Afinal, o caixa da Previdência Social no Brasil precisa de fato ser
aberto e exaustivamente discutido. O Governo tentará impor o que deseja a
passos largos e rápidos, sob pesados custos. Mas os eleitores emitem
sinais claros aos eleitos de que não aceitarão pagar mais essa conta.
O que nos anima e ao mesmo tempo perturba os financiadores é que a sociedade resolveu entrar no jogo com disposição de ganhar.
Se é legítimo que os donos do dinheiro pressionem os políticos para
aprovarem a Reforma da Previdência conforme os seus interesses, é ainda
mais legítimo que nós — os donos dos votos — pressionemos os políticos a
votarem conforme os nossos interesses.
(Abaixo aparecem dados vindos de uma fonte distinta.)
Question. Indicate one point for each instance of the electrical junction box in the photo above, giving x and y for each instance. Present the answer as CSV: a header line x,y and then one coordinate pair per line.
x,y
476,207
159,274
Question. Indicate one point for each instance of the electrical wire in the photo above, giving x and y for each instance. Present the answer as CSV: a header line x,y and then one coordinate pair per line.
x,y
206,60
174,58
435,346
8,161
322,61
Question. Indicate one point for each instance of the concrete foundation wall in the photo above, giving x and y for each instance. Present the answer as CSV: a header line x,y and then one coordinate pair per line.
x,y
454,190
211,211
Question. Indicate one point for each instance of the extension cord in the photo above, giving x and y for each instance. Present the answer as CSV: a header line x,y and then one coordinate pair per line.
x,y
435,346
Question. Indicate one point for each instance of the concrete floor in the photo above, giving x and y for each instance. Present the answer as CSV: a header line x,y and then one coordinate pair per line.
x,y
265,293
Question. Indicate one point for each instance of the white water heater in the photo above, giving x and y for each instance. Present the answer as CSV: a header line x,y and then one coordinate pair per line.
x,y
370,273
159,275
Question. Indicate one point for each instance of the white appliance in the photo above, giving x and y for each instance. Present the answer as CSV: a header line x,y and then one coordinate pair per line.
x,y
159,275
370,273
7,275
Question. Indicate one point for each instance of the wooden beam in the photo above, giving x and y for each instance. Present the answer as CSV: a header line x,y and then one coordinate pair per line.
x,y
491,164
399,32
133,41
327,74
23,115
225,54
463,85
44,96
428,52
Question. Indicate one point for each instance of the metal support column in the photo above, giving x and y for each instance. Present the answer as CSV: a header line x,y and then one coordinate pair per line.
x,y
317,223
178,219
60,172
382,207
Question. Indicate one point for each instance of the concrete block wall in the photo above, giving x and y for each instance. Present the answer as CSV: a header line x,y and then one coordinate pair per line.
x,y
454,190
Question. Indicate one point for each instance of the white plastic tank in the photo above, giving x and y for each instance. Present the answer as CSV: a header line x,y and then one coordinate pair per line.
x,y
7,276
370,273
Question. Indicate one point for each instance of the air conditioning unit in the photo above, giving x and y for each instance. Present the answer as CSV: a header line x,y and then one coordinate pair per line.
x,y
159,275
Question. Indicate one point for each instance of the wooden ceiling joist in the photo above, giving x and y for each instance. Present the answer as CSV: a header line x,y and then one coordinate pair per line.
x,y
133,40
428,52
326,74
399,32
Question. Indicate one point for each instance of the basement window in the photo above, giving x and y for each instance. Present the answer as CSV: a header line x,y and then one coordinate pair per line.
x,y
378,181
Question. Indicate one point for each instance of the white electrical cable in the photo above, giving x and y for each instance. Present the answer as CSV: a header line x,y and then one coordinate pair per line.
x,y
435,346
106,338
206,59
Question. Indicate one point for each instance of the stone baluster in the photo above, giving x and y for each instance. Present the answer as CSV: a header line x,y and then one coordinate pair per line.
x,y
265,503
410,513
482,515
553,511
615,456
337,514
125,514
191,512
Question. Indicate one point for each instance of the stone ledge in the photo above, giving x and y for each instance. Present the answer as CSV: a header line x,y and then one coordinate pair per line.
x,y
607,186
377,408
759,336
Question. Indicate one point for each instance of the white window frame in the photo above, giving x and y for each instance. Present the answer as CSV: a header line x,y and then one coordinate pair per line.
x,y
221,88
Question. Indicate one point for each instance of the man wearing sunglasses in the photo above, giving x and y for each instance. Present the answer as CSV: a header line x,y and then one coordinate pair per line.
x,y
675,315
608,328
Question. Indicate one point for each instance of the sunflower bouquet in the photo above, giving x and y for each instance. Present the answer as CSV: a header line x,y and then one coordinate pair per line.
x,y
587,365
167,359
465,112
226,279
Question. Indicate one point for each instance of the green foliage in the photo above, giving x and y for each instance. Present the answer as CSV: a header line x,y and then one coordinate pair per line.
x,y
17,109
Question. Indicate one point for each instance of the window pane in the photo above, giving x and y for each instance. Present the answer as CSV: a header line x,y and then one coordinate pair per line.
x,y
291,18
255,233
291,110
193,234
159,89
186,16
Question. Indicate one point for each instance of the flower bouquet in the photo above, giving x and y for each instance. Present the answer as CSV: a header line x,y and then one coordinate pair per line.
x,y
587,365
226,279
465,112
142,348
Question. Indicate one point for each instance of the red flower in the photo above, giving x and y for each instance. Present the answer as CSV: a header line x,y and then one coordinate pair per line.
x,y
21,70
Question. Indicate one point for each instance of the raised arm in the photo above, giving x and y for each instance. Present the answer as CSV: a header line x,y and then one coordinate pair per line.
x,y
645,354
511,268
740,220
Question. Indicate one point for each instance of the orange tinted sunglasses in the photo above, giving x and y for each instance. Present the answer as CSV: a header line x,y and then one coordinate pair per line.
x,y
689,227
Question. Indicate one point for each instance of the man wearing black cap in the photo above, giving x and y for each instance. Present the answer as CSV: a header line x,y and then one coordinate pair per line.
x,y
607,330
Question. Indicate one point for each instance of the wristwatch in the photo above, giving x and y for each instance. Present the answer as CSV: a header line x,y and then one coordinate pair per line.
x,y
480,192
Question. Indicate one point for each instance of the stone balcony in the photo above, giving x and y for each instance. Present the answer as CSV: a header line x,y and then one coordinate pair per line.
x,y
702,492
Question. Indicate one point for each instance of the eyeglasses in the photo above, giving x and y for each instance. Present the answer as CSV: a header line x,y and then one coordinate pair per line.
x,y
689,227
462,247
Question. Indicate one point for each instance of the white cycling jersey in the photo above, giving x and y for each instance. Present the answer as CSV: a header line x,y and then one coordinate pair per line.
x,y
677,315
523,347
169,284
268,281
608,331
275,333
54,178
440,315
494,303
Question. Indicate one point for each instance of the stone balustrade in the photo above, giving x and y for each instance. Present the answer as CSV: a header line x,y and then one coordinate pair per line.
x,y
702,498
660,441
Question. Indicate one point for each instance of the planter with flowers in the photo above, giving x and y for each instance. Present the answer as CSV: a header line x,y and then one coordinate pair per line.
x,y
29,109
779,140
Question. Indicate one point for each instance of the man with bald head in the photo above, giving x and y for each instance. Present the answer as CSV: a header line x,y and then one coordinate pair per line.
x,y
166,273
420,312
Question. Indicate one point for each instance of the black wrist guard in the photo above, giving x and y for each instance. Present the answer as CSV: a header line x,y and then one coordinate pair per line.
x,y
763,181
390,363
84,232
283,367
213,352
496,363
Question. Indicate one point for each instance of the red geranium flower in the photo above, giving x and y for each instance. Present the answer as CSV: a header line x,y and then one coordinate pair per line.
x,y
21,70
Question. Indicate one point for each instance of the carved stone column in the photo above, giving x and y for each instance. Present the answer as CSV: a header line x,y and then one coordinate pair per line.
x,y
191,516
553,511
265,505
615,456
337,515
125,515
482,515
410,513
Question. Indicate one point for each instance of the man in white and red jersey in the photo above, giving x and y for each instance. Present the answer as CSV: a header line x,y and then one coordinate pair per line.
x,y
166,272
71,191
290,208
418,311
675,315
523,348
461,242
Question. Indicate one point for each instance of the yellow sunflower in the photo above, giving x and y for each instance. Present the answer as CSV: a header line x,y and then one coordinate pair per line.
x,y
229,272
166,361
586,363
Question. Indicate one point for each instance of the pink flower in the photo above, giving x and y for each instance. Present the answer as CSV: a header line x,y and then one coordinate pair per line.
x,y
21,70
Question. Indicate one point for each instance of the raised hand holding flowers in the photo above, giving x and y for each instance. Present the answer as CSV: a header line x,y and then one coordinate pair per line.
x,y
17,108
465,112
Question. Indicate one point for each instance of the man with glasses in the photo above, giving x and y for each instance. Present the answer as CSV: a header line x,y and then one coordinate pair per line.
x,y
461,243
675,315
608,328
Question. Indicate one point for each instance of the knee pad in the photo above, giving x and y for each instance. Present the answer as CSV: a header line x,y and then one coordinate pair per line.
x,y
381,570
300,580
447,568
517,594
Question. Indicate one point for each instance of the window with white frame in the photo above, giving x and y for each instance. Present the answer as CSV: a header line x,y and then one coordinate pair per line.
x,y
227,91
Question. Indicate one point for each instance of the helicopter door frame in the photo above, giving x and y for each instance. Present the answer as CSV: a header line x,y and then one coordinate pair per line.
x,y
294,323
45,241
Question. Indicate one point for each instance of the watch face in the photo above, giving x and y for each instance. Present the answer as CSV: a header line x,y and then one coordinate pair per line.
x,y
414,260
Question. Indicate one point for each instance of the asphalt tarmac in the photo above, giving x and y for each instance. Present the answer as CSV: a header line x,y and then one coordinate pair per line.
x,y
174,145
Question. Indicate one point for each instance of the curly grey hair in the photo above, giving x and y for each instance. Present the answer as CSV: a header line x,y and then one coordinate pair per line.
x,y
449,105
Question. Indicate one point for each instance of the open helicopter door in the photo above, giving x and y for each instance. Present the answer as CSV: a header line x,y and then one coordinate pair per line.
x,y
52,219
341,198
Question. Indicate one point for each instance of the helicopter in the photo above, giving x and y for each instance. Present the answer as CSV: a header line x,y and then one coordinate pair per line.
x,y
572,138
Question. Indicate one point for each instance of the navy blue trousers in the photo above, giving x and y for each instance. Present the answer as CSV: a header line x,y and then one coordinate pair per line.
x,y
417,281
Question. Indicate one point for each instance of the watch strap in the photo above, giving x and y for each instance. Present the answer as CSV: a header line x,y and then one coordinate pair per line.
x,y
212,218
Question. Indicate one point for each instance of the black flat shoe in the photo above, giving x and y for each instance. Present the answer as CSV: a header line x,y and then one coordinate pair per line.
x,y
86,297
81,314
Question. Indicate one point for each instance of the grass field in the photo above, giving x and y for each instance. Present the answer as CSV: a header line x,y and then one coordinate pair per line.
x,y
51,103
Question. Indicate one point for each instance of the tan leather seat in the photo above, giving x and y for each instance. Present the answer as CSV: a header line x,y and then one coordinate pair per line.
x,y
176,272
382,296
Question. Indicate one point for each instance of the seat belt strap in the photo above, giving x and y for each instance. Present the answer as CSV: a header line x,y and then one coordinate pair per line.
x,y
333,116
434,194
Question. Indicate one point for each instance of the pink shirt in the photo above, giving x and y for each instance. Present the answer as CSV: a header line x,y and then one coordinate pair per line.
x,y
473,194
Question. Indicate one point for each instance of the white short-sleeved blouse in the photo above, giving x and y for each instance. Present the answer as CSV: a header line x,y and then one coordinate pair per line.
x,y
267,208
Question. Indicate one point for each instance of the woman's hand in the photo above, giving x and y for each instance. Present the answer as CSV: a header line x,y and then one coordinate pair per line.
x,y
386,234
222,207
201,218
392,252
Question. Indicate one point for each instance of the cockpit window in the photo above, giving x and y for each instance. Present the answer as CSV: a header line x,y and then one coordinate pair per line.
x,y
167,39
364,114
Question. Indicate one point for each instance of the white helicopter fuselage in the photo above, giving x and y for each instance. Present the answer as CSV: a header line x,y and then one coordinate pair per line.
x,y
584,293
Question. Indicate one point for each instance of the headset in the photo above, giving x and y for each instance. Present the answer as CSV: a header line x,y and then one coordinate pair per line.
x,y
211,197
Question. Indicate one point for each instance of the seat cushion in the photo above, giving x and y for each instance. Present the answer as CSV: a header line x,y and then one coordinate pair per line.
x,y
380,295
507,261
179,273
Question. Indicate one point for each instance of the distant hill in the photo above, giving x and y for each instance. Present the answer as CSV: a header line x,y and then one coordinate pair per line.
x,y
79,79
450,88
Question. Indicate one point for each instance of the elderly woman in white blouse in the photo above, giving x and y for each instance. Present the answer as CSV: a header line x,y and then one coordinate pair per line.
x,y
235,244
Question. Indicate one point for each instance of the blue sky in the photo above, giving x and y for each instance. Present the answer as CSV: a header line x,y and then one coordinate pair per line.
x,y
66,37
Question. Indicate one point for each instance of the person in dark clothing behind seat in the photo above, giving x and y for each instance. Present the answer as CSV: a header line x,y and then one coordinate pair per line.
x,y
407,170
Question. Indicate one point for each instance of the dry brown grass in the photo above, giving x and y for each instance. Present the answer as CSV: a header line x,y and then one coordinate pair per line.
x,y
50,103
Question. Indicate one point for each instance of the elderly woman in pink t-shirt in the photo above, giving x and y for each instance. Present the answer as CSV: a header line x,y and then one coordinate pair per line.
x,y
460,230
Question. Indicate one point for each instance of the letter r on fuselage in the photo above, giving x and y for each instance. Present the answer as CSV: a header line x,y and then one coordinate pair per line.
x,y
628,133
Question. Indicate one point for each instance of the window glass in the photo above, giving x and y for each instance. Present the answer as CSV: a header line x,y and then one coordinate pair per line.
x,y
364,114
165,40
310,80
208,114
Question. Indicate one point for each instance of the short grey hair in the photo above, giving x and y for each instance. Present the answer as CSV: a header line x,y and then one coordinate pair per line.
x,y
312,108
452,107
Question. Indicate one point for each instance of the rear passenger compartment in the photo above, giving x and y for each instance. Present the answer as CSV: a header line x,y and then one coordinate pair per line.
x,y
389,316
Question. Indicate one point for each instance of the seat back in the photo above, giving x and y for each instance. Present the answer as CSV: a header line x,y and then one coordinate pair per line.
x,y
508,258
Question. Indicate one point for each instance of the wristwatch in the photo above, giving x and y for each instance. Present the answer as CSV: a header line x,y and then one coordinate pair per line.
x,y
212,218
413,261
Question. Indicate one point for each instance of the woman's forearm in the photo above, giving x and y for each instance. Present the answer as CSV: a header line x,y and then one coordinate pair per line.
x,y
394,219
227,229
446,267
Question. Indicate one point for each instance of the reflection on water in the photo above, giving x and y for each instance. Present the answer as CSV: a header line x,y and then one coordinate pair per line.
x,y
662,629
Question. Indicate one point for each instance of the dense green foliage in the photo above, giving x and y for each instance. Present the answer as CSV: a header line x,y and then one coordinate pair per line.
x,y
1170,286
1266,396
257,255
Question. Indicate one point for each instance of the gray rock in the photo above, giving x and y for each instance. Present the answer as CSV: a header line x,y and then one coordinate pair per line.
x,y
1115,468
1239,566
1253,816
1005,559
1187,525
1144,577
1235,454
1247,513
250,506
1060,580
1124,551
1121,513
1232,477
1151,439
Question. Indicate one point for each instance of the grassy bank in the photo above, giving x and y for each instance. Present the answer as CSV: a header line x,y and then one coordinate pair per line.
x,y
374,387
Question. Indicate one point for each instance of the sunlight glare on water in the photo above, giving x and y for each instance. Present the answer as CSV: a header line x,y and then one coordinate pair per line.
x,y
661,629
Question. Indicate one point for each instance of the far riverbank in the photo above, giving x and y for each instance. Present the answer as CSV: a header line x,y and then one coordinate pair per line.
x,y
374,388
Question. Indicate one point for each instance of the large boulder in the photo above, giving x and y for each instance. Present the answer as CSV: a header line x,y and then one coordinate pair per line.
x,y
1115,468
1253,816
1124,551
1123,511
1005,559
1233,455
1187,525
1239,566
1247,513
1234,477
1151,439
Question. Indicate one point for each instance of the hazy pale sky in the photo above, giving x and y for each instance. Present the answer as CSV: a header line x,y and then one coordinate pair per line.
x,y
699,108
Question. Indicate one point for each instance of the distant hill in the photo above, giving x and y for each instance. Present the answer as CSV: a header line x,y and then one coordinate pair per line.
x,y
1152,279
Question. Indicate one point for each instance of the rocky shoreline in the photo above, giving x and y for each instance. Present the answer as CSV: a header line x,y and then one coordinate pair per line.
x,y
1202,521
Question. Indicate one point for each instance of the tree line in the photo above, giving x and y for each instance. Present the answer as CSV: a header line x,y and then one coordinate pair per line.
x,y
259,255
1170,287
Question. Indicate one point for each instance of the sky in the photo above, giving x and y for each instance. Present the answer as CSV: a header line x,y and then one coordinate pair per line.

Afinal, o fundamento que dá
sentido a um país que se declara e pretende democrático, segundo o qual
"Todo o poder emana do povo, que o exerce por meio de representantes
eleitos ou diretamente..." (CF, Art. 1o, Parágrafo único), não pode
seguir sendo mera figura de retórica constitucional.
Mais do que nos darmos por satisfeitos com a opinião de 74% dos
líderes políticos que consideram que a PEC 287 precisa de mudanças
substanciais para ser aprovada, é preciso intensificar a luta popular
para que o texto em discussão na Câmara dos Deputados seja rejeitado
pela maioria do Congresso Nacional.
Somente a pressão dos eleitores pode conter e reverter a pressão dos financiadores.
Esse foi o recado dado aos políticos. Quem não quiser entender, que pague para ver.